Un’atmosfera cromaticamente pop e, allo stesso tempo, nostalgica negli effetti che si ritrova anche nella video-performance dell’islandese Ragnar Kjartansson che interpreta il ruolo del cantante anni 50, impegnato a cantare fino allo sfinimento una canzone – Sorrow conquers happyness (la disperazione trionfa sulla felicità)- che sembra la colonna sonora dell’intera mostra. Mentre sembrano cedere alla malinconia pura l’elegante video di Guido Van der Werve e l’installazione di Gerard Byrne che concentra la sua attenzione sul mistero del lago di Lochness.

Una citazione finale per i due artisti più giovani in mostra: Ian Tweedy (1982) le cui 24 copertine di libri disegnate e il wall drawing dialogano tra loro, mostrando la capacità manuale dell’artista nel rendere in immagini le memorie personali eppur plausibilmente condivise e Alberto Tadiello (1983), la cui installazione appare come un murales fatto da cavi elettrici che creano un circuito in cui dei motorini mettono in moto dei piccoli carillon che però producono un suono stridulo. 

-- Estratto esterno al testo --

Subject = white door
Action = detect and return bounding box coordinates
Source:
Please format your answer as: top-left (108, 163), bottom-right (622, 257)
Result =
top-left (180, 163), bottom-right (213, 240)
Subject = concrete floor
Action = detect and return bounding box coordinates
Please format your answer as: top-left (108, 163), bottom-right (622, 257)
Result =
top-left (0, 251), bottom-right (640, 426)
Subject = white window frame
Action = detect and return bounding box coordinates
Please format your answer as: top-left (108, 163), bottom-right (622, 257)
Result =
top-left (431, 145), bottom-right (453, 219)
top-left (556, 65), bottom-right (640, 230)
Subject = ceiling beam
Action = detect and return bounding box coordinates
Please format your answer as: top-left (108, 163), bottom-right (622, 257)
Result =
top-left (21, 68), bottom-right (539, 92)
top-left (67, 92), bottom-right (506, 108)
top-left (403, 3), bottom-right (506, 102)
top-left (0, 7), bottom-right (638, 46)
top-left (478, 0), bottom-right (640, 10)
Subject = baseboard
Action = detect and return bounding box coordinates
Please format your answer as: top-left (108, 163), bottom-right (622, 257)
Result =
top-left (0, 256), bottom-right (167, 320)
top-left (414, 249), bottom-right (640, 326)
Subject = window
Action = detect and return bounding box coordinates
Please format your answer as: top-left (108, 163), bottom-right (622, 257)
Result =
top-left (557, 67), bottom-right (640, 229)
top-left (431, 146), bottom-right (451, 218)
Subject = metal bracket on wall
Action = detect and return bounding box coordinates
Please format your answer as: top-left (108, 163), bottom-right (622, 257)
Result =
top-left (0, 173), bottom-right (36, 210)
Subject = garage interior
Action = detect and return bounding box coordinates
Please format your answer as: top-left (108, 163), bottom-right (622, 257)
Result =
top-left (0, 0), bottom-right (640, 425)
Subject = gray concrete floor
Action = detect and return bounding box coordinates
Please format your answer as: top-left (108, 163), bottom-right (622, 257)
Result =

Sia pur in un allestimento che non lascia spazio ad accostamenti illuminanti e che talvolta ne presenta alcuni decisamente incomprensibili, questa seconda edizione della Triennale di Torino pare tracciare l’abbandono della caotica frenesia di molte grandi mostre contemporanee e si concentra su una meditazione che viaggia su un sottile limite tra l’assolutamente demodè e il mirabilmente lungimirante. Anche queste l’uno l’opposto dell’altro come Saturno.